Although the illicit removal of homosexuality by the American Psychiatric Association as a psychological condition in 1973 is rightly identified as a crucial revolutionary moment, one key piece to this complex jigsaw is missed.  It is the dissemination of a political campaign manual for activists to win ‘rights’ for those who identify as “LGBT”.

Published in 1989 to head off the threat to their growing political power brought about by the AIDS epidemic, it traded on the public’s sympathy for dying homosexual celebrities.  A propaganda masterpiece by neuropsychiatrist Marshall Kirk and advertising expert Hunter Madsen, it was called After the Ball: How America will lose its hatred and fear of gays in the 90s.

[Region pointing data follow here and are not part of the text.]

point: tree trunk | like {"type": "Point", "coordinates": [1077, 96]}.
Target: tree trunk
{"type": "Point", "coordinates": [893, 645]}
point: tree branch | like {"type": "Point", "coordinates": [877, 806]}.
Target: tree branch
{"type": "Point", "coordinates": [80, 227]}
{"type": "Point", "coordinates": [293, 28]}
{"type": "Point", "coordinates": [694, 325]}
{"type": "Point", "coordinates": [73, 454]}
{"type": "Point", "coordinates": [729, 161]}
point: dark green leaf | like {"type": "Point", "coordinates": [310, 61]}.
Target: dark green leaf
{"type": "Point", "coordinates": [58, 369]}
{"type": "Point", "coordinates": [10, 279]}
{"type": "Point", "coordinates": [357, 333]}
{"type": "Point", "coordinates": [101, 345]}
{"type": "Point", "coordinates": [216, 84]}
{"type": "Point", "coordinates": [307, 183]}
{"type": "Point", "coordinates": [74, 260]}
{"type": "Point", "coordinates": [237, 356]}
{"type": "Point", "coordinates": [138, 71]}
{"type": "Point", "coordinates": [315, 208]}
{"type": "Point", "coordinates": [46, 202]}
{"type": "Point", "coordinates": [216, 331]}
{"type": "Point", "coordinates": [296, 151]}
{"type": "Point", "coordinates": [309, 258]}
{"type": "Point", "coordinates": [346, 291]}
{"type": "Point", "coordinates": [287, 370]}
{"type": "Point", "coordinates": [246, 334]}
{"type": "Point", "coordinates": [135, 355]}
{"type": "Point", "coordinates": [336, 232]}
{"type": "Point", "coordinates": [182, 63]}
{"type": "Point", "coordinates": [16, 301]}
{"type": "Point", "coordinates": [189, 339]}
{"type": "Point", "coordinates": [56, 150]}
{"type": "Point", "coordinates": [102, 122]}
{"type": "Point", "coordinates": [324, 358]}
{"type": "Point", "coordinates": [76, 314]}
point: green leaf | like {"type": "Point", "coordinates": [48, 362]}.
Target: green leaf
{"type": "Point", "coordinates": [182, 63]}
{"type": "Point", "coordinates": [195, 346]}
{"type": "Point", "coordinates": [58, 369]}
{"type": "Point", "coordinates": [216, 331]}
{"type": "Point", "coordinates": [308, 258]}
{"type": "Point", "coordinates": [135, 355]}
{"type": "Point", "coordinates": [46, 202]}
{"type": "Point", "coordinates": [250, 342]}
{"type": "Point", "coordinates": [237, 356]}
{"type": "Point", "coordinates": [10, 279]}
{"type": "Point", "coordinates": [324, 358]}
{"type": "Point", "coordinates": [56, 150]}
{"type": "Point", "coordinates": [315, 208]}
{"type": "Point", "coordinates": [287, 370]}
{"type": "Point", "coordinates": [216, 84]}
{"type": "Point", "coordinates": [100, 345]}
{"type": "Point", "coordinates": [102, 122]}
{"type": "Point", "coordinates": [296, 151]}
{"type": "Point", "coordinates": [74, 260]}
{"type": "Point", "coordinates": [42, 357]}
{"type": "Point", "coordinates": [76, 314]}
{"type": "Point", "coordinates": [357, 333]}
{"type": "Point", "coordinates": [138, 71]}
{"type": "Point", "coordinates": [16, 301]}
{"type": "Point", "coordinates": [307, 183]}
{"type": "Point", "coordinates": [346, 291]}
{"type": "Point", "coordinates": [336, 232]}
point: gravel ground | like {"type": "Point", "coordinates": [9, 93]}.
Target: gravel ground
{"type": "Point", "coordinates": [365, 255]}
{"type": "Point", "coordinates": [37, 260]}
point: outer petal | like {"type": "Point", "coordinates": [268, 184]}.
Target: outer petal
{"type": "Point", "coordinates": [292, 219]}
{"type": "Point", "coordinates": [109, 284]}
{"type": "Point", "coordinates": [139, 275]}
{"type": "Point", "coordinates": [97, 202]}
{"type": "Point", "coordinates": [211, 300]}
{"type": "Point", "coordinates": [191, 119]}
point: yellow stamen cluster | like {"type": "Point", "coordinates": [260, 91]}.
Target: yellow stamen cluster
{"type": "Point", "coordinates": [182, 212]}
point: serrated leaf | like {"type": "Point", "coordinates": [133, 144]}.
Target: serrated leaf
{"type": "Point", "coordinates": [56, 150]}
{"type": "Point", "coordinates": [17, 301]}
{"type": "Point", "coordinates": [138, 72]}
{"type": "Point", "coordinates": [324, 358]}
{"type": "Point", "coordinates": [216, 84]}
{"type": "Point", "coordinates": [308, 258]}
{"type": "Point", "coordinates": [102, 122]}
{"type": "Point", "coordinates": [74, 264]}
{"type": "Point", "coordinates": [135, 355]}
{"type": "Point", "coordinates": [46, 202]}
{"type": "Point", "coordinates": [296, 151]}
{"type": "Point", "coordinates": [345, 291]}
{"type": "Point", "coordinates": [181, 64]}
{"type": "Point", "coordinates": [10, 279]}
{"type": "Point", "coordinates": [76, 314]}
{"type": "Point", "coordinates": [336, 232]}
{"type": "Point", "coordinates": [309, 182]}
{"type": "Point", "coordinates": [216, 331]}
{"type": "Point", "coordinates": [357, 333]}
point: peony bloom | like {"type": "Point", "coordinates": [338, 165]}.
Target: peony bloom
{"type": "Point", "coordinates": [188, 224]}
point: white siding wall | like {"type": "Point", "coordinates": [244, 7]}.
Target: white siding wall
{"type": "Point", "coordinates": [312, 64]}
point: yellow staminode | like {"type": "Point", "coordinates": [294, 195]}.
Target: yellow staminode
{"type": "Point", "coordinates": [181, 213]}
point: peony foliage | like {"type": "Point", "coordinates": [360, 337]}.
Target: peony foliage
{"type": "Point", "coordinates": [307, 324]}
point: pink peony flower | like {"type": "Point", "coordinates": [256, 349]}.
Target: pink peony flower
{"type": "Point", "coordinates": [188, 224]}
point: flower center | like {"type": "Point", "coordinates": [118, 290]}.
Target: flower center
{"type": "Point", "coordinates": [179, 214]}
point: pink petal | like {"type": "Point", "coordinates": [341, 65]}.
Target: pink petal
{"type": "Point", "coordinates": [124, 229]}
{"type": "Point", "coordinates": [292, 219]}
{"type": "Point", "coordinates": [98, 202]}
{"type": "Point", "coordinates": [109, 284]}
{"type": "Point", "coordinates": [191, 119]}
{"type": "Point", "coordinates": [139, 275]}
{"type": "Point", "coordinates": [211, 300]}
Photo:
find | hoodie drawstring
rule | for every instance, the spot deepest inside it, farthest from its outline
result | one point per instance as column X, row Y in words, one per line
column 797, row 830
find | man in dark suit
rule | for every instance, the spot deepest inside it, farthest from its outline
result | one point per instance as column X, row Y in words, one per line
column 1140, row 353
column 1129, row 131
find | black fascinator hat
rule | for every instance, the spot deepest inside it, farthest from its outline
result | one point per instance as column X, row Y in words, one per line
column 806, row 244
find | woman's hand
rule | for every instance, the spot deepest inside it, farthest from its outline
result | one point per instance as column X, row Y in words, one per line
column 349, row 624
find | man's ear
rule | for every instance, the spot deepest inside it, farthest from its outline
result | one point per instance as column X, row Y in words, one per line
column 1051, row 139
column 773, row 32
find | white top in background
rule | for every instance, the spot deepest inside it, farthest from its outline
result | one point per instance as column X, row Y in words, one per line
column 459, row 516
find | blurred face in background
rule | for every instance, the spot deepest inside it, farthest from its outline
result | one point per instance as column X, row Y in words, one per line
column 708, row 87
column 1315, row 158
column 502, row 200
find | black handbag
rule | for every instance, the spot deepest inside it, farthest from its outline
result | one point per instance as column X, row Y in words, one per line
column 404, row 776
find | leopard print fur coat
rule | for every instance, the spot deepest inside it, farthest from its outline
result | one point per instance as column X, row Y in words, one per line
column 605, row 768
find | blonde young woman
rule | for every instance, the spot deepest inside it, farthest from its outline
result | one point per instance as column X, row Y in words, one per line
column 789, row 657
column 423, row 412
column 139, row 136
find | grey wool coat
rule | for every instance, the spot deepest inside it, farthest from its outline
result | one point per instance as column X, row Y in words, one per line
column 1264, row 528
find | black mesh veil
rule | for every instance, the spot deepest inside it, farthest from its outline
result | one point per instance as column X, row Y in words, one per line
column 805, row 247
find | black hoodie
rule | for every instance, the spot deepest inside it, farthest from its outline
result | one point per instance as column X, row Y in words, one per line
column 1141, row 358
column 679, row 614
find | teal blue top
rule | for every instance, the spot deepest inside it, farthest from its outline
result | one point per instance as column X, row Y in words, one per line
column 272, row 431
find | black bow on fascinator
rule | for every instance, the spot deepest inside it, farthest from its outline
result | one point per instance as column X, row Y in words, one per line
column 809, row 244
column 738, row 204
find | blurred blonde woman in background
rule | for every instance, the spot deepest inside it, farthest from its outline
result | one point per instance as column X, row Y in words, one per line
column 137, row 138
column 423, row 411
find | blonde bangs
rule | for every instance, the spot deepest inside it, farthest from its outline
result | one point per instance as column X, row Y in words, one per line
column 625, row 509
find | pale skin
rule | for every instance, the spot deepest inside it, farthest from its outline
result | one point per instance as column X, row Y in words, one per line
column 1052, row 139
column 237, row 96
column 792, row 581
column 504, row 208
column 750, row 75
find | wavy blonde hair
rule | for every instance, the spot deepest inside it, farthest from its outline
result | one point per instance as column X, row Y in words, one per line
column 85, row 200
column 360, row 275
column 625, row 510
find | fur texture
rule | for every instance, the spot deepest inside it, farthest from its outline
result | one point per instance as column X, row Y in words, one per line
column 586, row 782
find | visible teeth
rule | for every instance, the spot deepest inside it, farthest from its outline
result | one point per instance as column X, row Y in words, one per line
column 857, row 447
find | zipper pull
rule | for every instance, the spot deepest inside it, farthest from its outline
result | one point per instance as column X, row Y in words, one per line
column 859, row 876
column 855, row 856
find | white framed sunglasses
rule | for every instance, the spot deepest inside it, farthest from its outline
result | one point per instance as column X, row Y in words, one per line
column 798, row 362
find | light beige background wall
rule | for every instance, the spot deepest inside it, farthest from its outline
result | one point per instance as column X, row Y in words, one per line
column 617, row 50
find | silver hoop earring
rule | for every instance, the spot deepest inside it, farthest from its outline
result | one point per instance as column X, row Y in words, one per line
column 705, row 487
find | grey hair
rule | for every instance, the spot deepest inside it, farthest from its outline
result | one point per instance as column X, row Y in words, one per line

It describes how the media can be taken over and used to desensitise viewers to homosexuality through propaganda, then how to silence dissenters with accusations of “homophobia”. This counterfeit term had been ideologically minted in 1966 to mean an irrational hatred of homosexuals. Finally it shows how to convert the general public into supporting gay ‘rights’ through popular entertainment. This technique is now being used for the transgender rights movement.

Despite this omission, I believe Kuby’s book will become both a classic text exposing the poisonous realities behind the sexual ‘revolution’, and an inspiration to defend democratic and religious freedoms.